I’ll leave solving that dilemma to the philosophers, but personally I think writing is communication, and shouldn’t you take into account the interests of the audience you’re communicating with? Should a teacher not tailor their curriculum to the interests of their students? Especially in an era where AI slop is going to become better and better at capturing attention, shouldn’t we humans try to do a better job standing out?

I think, going forward, I’m going to try to strike a better balance between writing about things I’m passionate about, and writing in a way that will pique people’s interest and perhaps help them share in my passion. That’s my takeaway. I hope you all can forgive my little experiment, and I hope it leads to a productive discussion :)
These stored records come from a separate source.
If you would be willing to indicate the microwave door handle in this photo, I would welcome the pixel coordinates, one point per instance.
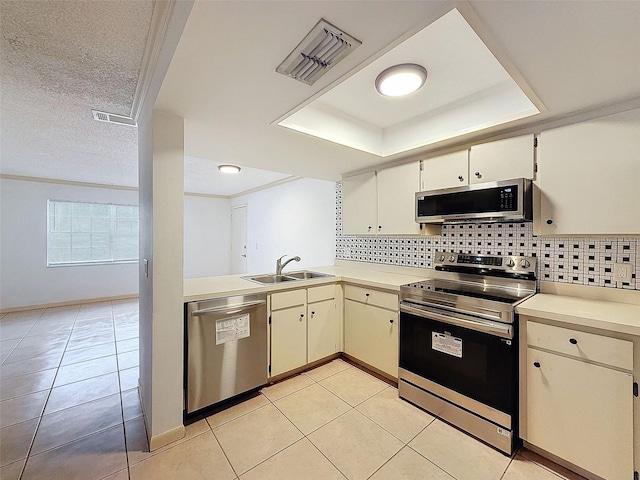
(227, 309)
(495, 329)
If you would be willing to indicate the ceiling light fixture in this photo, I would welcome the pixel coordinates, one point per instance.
(229, 168)
(401, 80)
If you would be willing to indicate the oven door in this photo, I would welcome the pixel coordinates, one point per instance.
(473, 357)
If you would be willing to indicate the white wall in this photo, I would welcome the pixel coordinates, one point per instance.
(25, 279)
(207, 236)
(295, 218)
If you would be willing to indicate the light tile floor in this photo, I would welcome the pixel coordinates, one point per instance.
(69, 409)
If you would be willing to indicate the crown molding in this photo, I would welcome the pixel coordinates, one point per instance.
(160, 18)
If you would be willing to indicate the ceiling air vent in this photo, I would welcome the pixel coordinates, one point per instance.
(113, 118)
(323, 47)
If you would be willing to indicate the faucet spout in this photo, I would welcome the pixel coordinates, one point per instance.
(280, 265)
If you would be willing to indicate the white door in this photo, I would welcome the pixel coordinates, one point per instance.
(239, 239)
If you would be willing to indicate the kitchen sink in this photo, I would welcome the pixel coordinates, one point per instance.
(289, 277)
(268, 279)
(306, 275)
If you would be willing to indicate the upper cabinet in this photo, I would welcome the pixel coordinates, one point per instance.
(488, 162)
(381, 202)
(445, 171)
(502, 160)
(588, 176)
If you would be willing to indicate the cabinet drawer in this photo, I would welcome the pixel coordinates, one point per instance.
(317, 294)
(288, 299)
(587, 346)
(372, 297)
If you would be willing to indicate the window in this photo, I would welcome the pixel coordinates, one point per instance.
(91, 233)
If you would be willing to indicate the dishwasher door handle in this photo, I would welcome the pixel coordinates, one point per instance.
(227, 309)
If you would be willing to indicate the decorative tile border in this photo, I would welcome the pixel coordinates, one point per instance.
(577, 260)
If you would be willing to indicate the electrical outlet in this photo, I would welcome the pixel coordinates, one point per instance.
(622, 272)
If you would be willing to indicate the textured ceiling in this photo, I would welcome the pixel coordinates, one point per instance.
(58, 61)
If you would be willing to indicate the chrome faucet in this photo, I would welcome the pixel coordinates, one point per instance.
(280, 265)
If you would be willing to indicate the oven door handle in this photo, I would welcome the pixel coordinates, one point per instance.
(492, 328)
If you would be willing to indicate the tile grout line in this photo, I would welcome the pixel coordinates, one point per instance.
(124, 427)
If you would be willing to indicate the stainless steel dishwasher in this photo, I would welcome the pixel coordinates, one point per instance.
(226, 348)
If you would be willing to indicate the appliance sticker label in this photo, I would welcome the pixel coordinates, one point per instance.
(230, 329)
(446, 344)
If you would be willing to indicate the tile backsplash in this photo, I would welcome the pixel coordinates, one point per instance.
(577, 260)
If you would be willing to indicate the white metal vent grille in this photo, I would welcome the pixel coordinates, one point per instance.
(323, 47)
(113, 118)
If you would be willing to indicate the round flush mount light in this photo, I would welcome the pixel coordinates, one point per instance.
(401, 80)
(229, 168)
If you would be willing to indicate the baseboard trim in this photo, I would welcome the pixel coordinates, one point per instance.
(165, 438)
(67, 303)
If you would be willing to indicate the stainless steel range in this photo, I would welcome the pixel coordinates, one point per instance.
(459, 343)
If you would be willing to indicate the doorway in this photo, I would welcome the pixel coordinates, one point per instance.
(239, 239)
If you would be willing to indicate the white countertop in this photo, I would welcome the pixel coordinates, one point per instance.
(607, 315)
(226, 285)
(614, 316)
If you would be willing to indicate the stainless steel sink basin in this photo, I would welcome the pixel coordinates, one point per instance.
(289, 277)
(268, 279)
(306, 275)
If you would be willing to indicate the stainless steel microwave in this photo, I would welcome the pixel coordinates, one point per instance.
(504, 201)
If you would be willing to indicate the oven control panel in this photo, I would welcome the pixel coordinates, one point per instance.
(505, 263)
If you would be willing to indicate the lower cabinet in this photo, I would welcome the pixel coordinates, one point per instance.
(304, 327)
(577, 409)
(321, 330)
(288, 339)
(370, 330)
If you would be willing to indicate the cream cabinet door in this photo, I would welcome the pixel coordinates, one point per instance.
(354, 329)
(397, 187)
(288, 339)
(588, 177)
(445, 171)
(322, 329)
(502, 160)
(359, 204)
(581, 412)
(371, 335)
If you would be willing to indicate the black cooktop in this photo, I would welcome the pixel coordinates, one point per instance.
(496, 293)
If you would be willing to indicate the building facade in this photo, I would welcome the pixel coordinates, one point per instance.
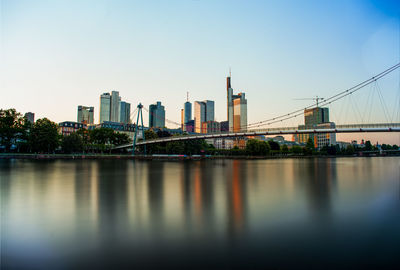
(85, 114)
(186, 114)
(68, 127)
(203, 112)
(105, 107)
(115, 109)
(30, 117)
(125, 112)
(236, 109)
(317, 118)
(210, 127)
(157, 115)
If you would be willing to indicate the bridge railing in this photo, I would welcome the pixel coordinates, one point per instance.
(351, 128)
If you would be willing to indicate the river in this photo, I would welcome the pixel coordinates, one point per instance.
(287, 213)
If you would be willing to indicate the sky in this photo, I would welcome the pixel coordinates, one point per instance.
(56, 55)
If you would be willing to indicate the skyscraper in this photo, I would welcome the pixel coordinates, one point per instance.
(317, 118)
(125, 112)
(110, 108)
(105, 107)
(85, 114)
(115, 110)
(203, 112)
(187, 113)
(157, 115)
(236, 109)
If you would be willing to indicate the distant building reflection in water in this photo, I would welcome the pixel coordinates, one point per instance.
(320, 178)
(236, 196)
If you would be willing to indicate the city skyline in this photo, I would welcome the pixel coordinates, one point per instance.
(274, 57)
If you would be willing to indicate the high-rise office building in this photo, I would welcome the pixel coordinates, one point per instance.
(30, 117)
(115, 109)
(125, 112)
(111, 110)
(85, 114)
(317, 118)
(210, 127)
(105, 107)
(236, 109)
(203, 112)
(157, 115)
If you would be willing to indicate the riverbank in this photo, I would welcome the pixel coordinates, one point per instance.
(167, 157)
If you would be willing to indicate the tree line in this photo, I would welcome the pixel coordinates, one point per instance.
(17, 134)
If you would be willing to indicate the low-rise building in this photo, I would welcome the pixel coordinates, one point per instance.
(67, 127)
(210, 127)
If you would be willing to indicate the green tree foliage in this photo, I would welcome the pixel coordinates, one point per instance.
(175, 148)
(11, 127)
(119, 138)
(331, 150)
(257, 147)
(101, 136)
(44, 136)
(72, 143)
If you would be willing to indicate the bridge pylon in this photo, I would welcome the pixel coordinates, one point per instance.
(140, 113)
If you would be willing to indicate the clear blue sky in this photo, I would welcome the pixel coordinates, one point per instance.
(56, 55)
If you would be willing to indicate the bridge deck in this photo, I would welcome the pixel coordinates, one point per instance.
(282, 131)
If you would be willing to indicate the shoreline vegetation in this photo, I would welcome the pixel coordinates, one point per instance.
(174, 157)
(42, 139)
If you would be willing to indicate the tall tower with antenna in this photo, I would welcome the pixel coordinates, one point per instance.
(236, 108)
(186, 113)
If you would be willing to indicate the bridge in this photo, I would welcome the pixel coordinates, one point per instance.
(253, 130)
(275, 131)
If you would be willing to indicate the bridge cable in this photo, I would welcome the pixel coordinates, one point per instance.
(330, 99)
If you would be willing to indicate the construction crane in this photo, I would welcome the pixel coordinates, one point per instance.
(317, 99)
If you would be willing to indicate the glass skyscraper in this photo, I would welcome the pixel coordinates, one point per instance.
(157, 115)
(105, 107)
(203, 112)
(85, 114)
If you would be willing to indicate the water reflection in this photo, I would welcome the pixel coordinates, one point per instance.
(320, 180)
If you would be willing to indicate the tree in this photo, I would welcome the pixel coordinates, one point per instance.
(119, 138)
(257, 147)
(72, 143)
(44, 136)
(101, 136)
(175, 148)
(331, 150)
(368, 146)
(11, 127)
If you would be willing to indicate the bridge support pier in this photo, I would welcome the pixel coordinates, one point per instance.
(140, 113)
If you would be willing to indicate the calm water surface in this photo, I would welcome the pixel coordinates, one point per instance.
(324, 213)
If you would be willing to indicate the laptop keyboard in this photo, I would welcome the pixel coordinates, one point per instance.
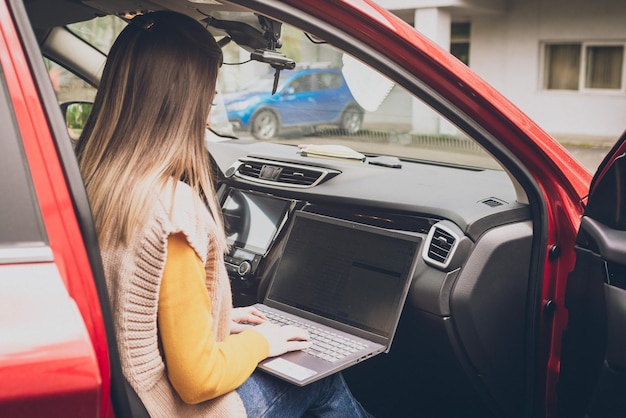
(326, 345)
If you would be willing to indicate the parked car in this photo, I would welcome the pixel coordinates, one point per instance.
(306, 99)
(516, 307)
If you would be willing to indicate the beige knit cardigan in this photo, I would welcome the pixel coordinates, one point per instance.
(133, 274)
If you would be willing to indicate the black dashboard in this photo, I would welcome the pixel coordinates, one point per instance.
(465, 312)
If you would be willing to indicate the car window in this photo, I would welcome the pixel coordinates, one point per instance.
(22, 225)
(100, 32)
(367, 112)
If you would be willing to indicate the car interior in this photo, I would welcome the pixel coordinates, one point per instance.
(464, 341)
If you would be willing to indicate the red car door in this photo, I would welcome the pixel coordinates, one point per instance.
(592, 380)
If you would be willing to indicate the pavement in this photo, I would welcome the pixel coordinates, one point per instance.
(588, 150)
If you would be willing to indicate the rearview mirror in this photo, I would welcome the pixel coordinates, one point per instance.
(76, 115)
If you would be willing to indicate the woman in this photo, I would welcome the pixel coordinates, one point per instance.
(183, 348)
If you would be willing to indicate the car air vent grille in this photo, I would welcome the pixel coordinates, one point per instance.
(440, 245)
(281, 173)
(492, 202)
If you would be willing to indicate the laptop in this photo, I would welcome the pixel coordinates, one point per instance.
(346, 283)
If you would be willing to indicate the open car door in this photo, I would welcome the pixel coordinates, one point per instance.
(592, 380)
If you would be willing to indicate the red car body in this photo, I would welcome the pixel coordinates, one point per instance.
(58, 365)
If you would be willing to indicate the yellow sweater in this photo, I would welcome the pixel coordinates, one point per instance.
(199, 367)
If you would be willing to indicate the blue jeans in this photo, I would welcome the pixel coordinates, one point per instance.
(266, 396)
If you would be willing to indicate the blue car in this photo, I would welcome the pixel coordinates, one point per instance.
(304, 99)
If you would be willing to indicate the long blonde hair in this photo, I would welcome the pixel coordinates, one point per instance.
(148, 122)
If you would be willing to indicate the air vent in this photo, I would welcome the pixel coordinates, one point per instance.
(492, 202)
(281, 173)
(440, 245)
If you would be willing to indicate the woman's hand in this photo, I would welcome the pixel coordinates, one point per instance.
(245, 318)
(283, 339)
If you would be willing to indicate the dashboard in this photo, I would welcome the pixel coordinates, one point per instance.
(463, 322)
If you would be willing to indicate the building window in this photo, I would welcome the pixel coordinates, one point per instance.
(604, 67)
(583, 66)
(459, 41)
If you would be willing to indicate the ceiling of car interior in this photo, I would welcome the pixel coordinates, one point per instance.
(49, 13)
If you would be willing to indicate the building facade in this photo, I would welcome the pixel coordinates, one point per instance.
(563, 62)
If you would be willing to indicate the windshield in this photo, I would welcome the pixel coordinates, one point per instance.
(331, 98)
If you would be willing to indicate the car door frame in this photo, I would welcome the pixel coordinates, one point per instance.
(592, 377)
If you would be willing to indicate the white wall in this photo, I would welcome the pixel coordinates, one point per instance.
(505, 49)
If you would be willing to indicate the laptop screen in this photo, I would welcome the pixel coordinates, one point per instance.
(344, 271)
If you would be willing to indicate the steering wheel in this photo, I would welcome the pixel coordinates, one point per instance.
(237, 214)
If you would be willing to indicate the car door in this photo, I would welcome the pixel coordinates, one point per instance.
(592, 380)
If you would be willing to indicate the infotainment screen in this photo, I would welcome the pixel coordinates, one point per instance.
(252, 220)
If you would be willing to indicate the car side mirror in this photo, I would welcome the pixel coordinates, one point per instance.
(76, 115)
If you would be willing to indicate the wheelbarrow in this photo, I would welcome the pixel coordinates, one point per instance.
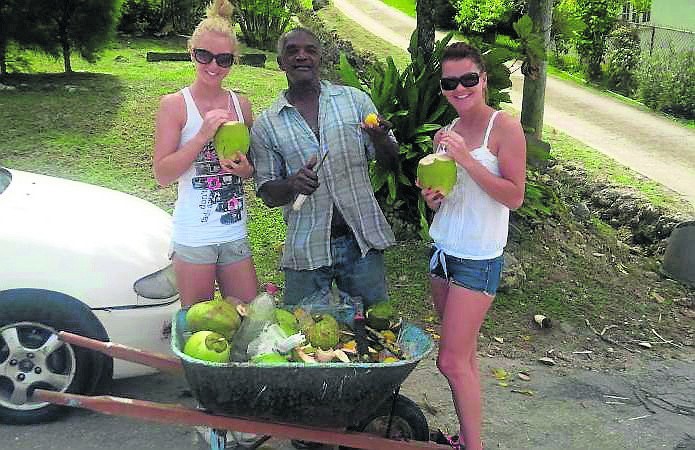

P.S. I just wanted to say: I was on the receiving end of a lot of nastiness and pettiness. The exact behaviour I called out in my recent post on comment etiquette8. But I also saw a lot of people coming to my defense. People insisting on grace and compassion even in the face of something they disagreed with. I’d just like to say thank you to those people. You are the reason I read Hacker News, and I strive to be more like you.9

Footnotes

  1. Caveat Lector - A Generic List of Caveats For Any Essay or Article

  2. Stoicism is Weird

  3. Stop Naming Adages After People and Calling Them Laws for example.

  4. Though I expect now everyone will say they knew all along and it was obvious!

  5. I don’t feel the need to defend the quality of my career other than to say that I am happy with my current job, I feel like I am not stagnating as a developer, and I am not currently looking for anything better.

  6. Why you secretly found Crime and Punishment boring

  7. Or 5%. I have historically tried to make my titles attention-grabbing, at least as best as I could given the subject matter.

  8. Caveat Lector - A Generic List of Caveats For Any Essay or Article. This is now linked at the top of each of my posts, not that I think it will actually help with the comments I receive. It’s more of a statement of my commitment to productive discourse.

  9. I usually don’t comment much because of fear of negativity, but I will at least try to upvote things I see as charitable. And who knows, maybe I’ll get over that fear with time.